On 12/11/20 18:01, Qian Cai wrote:
> On Thu, 2020-11-12 at 17:26 +0000, Valentin Schneider wrote:
>> On 12/11/20 16:38, Qian Cai wrote:
>> > Some syscall fuzzing from an unprivileged user starts to trigger this below
>> > since this commit first appeared in the linux-next today. Does it ring any
>> > bells?
>> >
>>
>> What's the .config? I'm interested in
>> CONFIG_PREEMPT
>> CONFIG_PREEMPT_RT
>> CONFIG_SMP
>
> https://cailca.coding.net/public/linux/mm/git/files/master/arm64.config
>
> # CONFIG_PREEMPT is not set
> CONFIG_SMP=y
>

So that's CONFIG_PREEMPT_NONE=y

> Also, I have been able to reproduce this on powerpc as well just now.
>
[...]
>
> [12065.101987][ T1310] __switch_to (arch/arm64/kernel/process.c:580)
> [12065.106227][ T1310] __schedule (kernel/sched/core.c:4272 kernel/sched/core.c:5019)
> [12065.110505][ T1310] schedule (./arch/arm64/include/asm/current.h:19 (discriminator 1) ./arch/arm64/include/asm/preempt.h:53 (discriminator 1) kernel/sched/core.c:5099 (discriminator 1))
> [12065.114562][ T1310] schedule_timeout (kernel/time/timer.c:1848)
> [12065.119275][ T1310] wait_for_completion (kernel/sched/completion.c:85 kernel/sched/completion.c:106 kernel/sched/completion.c:117 kernel/sched/completion.c:138)
> [12065.124257][ T1310] affine_move_task (./include/linux/instrumented.h:101 ./include/asm-generic/atomic-instrumented.h:220 ./include/linux/refcount.h:272 ./include/linux/refcount.h:315 ./include/linux/refcount.h:333 kernel/sched/core.c:2263)
> [12065.129013][ T1310] __set_cpus_allowed_ptr (kernel/sched/core.c:2353)
> [12065.134248][ T1310] sched_setaffinity (kernel/sched/core.c:6460)
> [12065.139088][ T1310] __arm64_sys_sched_setaffinity (kernel/sched/core.c:6511 kernel/sched/core.c:6500 kernel/sched/core.c:6500)
> [12065.144972][ T1310] do_el0_svc (arch/arm64/kernel/syscall.c:36 arch/arm64/kernel/syscall.c:48 arch/arm64/kernel/syscall.c:159 arch/arm64/kernel/syscall.c:205)
> [12065.149165][ T1310] el0_sync_handler (arch/arm64/kernel/entry-common.c:236 arch/arm64/kernel/entry-common.c:254)
> [12065.153876][ T1310] el0_sync (arch/arm64/kernel/entry.S:741)
>

Thanks!

One thing I don't get: that trace shows refcount_dec_and_test()
(kernel/sched/core.c:2263) happening before the wait_for_completion().

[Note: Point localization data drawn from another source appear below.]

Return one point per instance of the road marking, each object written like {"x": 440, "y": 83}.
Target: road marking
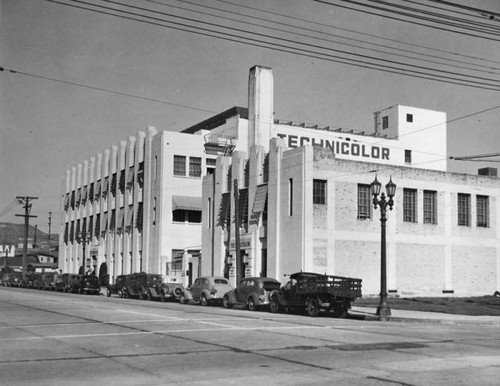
{"x": 157, "y": 332}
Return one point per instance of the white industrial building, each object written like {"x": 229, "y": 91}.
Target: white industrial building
{"x": 164, "y": 202}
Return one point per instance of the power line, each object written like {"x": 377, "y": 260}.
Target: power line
{"x": 19, "y": 72}
{"x": 487, "y": 37}
{"x": 454, "y": 54}
{"x": 454, "y": 61}
{"x": 413, "y": 71}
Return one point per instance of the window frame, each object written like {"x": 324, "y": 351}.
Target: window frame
{"x": 320, "y": 192}
{"x": 364, "y": 202}
{"x": 482, "y": 211}
{"x": 179, "y": 167}
{"x": 463, "y": 209}
{"x": 410, "y": 197}
{"x": 430, "y": 207}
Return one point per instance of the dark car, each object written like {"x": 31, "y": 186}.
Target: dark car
{"x": 117, "y": 287}
{"x": 207, "y": 289}
{"x": 171, "y": 289}
{"x": 87, "y": 284}
{"x": 253, "y": 292}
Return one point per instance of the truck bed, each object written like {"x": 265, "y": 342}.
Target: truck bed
{"x": 333, "y": 285}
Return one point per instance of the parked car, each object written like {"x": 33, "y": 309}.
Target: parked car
{"x": 253, "y": 292}
{"x": 206, "y": 290}
{"x": 117, "y": 287}
{"x": 171, "y": 289}
{"x": 87, "y": 284}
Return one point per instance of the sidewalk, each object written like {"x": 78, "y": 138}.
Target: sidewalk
{"x": 402, "y": 316}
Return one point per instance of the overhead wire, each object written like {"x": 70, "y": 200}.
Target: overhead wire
{"x": 453, "y": 62}
{"x": 454, "y": 54}
{"x": 353, "y": 8}
{"x": 418, "y": 71}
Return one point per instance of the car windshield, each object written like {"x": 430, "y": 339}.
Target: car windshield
{"x": 270, "y": 285}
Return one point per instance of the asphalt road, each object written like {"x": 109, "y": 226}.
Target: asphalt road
{"x": 49, "y": 338}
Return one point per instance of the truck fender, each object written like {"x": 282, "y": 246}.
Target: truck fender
{"x": 153, "y": 292}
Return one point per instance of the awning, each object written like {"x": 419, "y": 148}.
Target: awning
{"x": 186, "y": 203}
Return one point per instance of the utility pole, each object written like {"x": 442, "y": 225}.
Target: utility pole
{"x": 50, "y": 223}
{"x": 239, "y": 263}
{"x": 25, "y": 201}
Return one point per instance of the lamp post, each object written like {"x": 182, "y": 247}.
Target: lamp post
{"x": 383, "y": 309}
{"x": 84, "y": 238}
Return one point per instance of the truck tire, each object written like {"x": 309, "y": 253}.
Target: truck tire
{"x": 275, "y": 305}
{"x": 226, "y": 303}
{"x": 312, "y": 307}
{"x": 339, "y": 310}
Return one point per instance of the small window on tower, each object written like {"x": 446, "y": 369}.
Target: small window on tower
{"x": 385, "y": 122}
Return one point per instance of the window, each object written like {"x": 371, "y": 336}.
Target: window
{"x": 179, "y": 165}
{"x": 463, "y": 209}
{"x": 211, "y": 165}
{"x": 154, "y": 211}
{"x": 409, "y": 205}
{"x": 483, "y": 209}
{"x": 385, "y": 122}
{"x": 194, "y": 167}
{"x": 408, "y": 156}
{"x": 189, "y": 216}
{"x": 430, "y": 207}
{"x": 364, "y": 202}
{"x": 319, "y": 192}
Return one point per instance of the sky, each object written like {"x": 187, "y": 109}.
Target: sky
{"x": 77, "y": 82}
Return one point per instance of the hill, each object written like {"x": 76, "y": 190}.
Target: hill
{"x": 13, "y": 234}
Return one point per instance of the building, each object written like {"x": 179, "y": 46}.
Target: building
{"x": 167, "y": 202}
{"x": 301, "y": 199}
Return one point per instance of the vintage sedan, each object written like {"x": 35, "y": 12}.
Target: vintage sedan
{"x": 253, "y": 293}
{"x": 206, "y": 290}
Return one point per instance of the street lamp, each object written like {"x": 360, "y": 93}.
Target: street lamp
{"x": 383, "y": 309}
{"x": 84, "y": 238}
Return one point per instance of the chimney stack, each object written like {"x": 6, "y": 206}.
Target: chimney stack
{"x": 260, "y": 107}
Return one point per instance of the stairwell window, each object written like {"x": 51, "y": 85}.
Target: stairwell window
{"x": 463, "y": 203}
{"x": 179, "y": 165}
{"x": 409, "y": 205}
{"x": 483, "y": 211}
{"x": 319, "y": 192}
{"x": 364, "y": 202}
{"x": 194, "y": 167}
{"x": 430, "y": 207}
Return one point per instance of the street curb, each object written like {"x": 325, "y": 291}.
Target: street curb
{"x": 455, "y": 322}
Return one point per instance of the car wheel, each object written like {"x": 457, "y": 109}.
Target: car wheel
{"x": 275, "y": 305}
{"x": 312, "y": 307}
{"x": 251, "y": 304}
{"x": 226, "y": 303}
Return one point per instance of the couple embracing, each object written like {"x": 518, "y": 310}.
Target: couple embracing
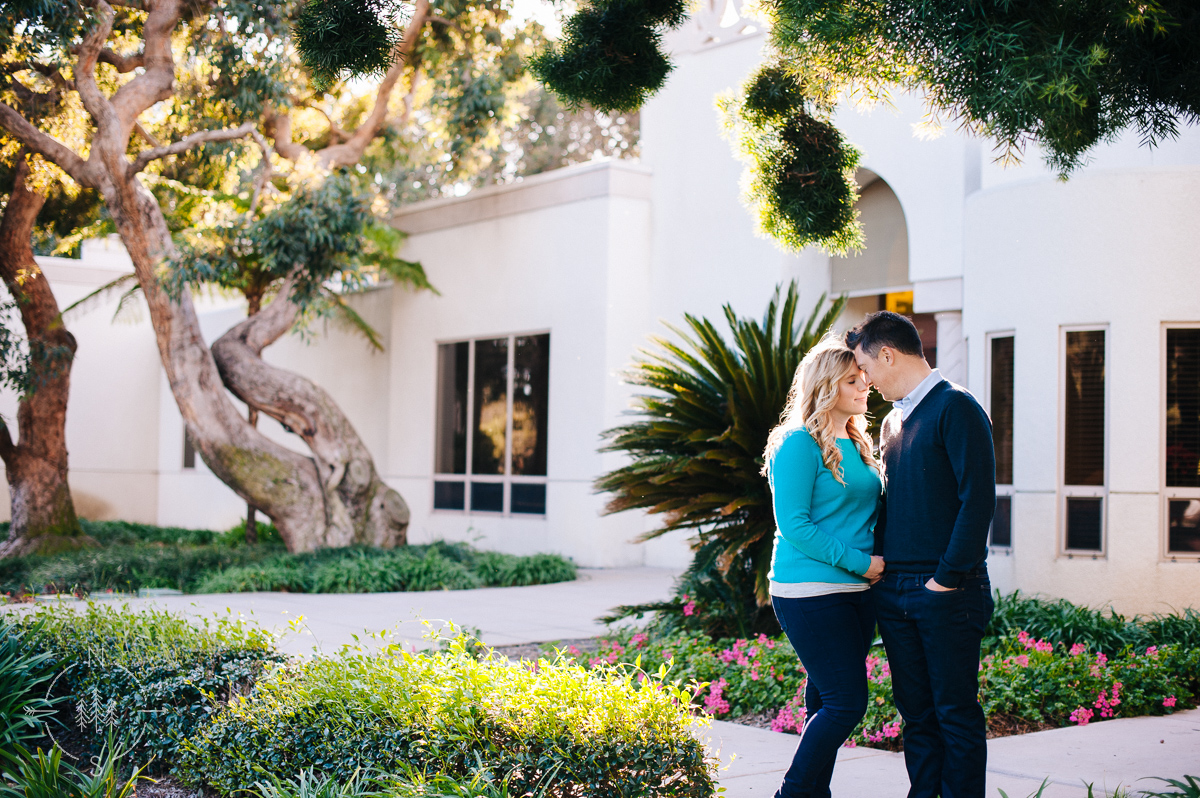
{"x": 900, "y": 543}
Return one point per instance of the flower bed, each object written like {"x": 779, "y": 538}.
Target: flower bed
{"x": 1025, "y": 683}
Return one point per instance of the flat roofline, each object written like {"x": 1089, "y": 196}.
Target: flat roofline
{"x": 577, "y": 183}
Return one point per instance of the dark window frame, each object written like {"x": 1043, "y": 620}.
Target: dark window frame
{"x": 508, "y": 479}
{"x": 1066, "y": 491}
{"x": 1169, "y": 493}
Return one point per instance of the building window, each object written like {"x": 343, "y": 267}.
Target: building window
{"x": 1181, "y": 467}
{"x": 1000, "y": 405}
{"x": 189, "y": 450}
{"x": 491, "y": 427}
{"x": 1084, "y": 445}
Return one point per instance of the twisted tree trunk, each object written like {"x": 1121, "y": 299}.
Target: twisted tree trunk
{"x": 359, "y": 505}
{"x": 43, "y": 517}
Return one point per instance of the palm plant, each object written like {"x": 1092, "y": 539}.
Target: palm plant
{"x": 696, "y": 451}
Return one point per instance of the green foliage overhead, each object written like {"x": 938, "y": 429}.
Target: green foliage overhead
{"x": 611, "y": 54}
{"x": 342, "y": 37}
{"x": 801, "y": 171}
{"x": 696, "y": 450}
{"x": 1066, "y": 75}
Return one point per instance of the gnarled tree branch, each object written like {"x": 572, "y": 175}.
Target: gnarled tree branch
{"x": 123, "y": 63}
{"x": 187, "y": 143}
{"x": 49, "y": 148}
{"x": 351, "y": 151}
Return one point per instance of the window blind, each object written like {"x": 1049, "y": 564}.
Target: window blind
{"x": 1084, "y": 445}
{"x": 1183, "y": 408}
{"x": 1002, "y": 407}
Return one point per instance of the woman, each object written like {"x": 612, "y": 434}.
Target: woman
{"x": 826, "y": 487}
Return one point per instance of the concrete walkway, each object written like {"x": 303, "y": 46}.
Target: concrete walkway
{"x": 1109, "y": 754}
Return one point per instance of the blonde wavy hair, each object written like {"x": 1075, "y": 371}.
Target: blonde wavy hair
{"x": 810, "y": 402}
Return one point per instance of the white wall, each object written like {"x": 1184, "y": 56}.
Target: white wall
{"x": 568, "y": 253}
{"x": 1111, "y": 246}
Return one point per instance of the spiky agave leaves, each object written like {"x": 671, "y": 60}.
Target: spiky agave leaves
{"x": 611, "y": 54}
{"x": 340, "y": 39}
{"x": 696, "y": 449}
{"x": 799, "y": 174}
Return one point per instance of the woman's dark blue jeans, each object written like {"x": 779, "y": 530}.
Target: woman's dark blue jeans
{"x": 832, "y": 634}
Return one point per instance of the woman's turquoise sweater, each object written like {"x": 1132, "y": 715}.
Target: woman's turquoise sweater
{"x": 825, "y": 529}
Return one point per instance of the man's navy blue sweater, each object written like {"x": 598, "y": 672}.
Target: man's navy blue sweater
{"x": 941, "y": 486}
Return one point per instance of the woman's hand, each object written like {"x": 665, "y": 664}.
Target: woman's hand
{"x": 875, "y": 573}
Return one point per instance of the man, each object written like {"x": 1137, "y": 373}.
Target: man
{"x": 934, "y": 600}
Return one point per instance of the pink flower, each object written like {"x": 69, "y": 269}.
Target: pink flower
{"x": 715, "y": 702}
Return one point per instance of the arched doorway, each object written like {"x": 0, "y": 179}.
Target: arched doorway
{"x": 876, "y": 279}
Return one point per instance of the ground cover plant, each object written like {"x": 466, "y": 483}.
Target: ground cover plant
{"x": 555, "y": 726}
{"x": 1075, "y": 666}
{"x": 130, "y": 556}
{"x": 215, "y": 706}
{"x": 148, "y": 677}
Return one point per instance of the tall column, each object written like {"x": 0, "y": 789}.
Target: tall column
{"x": 952, "y": 351}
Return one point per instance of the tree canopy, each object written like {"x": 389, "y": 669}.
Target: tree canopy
{"x": 1065, "y": 76}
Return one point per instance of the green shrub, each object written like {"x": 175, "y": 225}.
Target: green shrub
{"x": 1060, "y": 622}
{"x": 437, "y": 567}
{"x": 150, "y": 676}
{"x": 135, "y": 556}
{"x": 24, "y": 707}
{"x": 1045, "y": 683}
{"x": 1023, "y": 678}
{"x": 695, "y": 454}
{"x": 127, "y": 568}
{"x": 555, "y": 726}
{"x": 46, "y": 775}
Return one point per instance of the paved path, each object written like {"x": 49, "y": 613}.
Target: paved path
{"x": 1109, "y": 754}
{"x": 502, "y": 616}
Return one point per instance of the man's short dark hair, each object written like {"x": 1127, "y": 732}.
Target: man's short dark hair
{"x": 886, "y": 329}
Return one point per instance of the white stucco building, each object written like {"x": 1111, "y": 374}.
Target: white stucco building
{"x": 1072, "y": 310}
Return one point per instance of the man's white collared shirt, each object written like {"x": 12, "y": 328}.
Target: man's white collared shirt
{"x": 909, "y": 403}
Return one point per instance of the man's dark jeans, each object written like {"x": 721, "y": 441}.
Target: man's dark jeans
{"x": 832, "y": 634}
{"x": 933, "y": 643}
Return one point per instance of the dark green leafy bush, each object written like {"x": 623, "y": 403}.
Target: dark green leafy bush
{"x": 132, "y": 556}
{"x": 149, "y": 676}
{"x": 695, "y": 450}
{"x": 437, "y": 567}
{"x": 801, "y": 171}
{"x": 611, "y": 53}
{"x": 24, "y": 707}
{"x": 41, "y": 774}
{"x": 556, "y": 726}
{"x": 1060, "y": 622}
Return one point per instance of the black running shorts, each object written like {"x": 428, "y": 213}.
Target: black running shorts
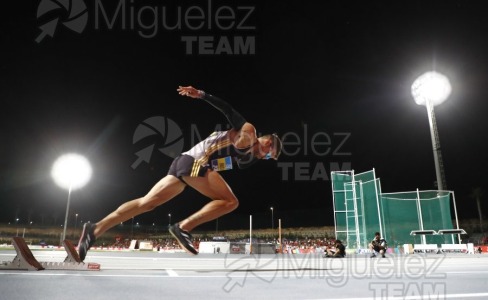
{"x": 185, "y": 165}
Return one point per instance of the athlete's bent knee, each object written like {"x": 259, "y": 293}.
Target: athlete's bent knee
{"x": 232, "y": 203}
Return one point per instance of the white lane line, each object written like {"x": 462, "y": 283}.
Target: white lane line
{"x": 172, "y": 273}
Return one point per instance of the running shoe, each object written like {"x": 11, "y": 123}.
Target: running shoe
{"x": 87, "y": 240}
{"x": 183, "y": 237}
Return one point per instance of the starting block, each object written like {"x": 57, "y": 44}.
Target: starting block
{"x": 25, "y": 260}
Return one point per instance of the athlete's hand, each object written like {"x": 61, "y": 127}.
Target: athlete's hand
{"x": 189, "y": 91}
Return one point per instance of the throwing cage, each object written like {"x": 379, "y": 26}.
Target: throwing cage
{"x": 361, "y": 209}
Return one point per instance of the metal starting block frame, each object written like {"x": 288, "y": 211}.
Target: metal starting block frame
{"x": 25, "y": 260}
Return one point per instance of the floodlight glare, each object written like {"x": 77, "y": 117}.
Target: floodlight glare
{"x": 71, "y": 171}
{"x": 431, "y": 86}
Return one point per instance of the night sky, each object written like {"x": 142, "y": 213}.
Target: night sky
{"x": 333, "y": 78}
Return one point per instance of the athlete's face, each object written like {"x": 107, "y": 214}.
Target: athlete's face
{"x": 268, "y": 149}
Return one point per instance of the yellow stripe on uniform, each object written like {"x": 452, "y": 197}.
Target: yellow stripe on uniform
{"x": 199, "y": 162}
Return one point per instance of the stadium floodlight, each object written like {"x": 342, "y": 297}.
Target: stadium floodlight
{"x": 432, "y": 89}
{"x": 71, "y": 172}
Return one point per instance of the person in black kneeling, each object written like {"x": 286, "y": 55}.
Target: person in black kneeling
{"x": 340, "y": 250}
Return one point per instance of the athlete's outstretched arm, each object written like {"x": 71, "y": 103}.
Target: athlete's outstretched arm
{"x": 236, "y": 120}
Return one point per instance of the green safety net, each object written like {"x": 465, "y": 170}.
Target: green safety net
{"x": 361, "y": 209}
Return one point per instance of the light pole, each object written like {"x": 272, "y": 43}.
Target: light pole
{"x": 432, "y": 89}
{"x": 71, "y": 172}
{"x": 272, "y": 217}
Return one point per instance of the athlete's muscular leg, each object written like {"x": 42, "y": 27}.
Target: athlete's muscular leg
{"x": 163, "y": 191}
{"x": 214, "y": 187}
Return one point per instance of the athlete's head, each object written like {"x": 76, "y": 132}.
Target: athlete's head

It's
not the case in the below trace.

> == powerpc ==
> [18060.020301][ T676] [c000200014227670] [c000000000a6d1e8] __func__.5350+0x1220e0/0x181338 unreliable
> [18060.020333][ T676] [c000200014227850] [c00000000001a278] __switch_to (arch/powerpc/kernel/process.c:1273)
> [18060.020351][ T676] [c0002000142278c0] [c0000000008f3e94] __schedule (kernel/sched/core.c:4269 kernel/sched/core.c:5019)
> [18060.020377][ T676] [c000200014227990] [c0000000008f4638] schedule (./include/asm-generic/preempt.h:59 (discriminator 1) kernel/sched/core.c:5099 (discriminator 1))
> [18060.020394][ T676] [c0002000142279c0] [c0000000008fbd34] schedule_timeout (kernel/time/timer.c:1847)
> [18060.020420][ T676] [c000200014227ac0] [c0000000008f6398] wait_for_completion (kernel/sched/completion.c:85 kernel/sched/completion.c:106 kernel/sched/completion.c:117 kernel/sched/completion.c:138)
> [18060.020455][ T676] [c000200014227b30] [c000000000100fd4] affine_move_task (kernel/sched/core.c:2261)
> [18060.020481][ T676] [c000200014227c90] [c000000000101444] __set_cpus_allowed_ptr (kernel/sched/core.c:2353)
> [18060.020507][ T676] [c000200014227d00] [c000000000106eac] sched_setaffinity (kernel/sched/core.c:6460)
> [18060.020533][ T676] [c000200014227d70] [c000000000107134] sys_sched_setaffinity (kernel/sched/core.c:6511 kernel/sched/core.c:6500)
> [18060.020559][ T676] [c000200014227dc0] [c00000000002a6d8] system_call_exception (arch/powerpc/kernel/syscall_64.c:111)
> [18060.020585][ T676] [c000200014227e20] [c00000000000d0a8] system_call_common (arch/powerpc/kernel/entry_64.S:302)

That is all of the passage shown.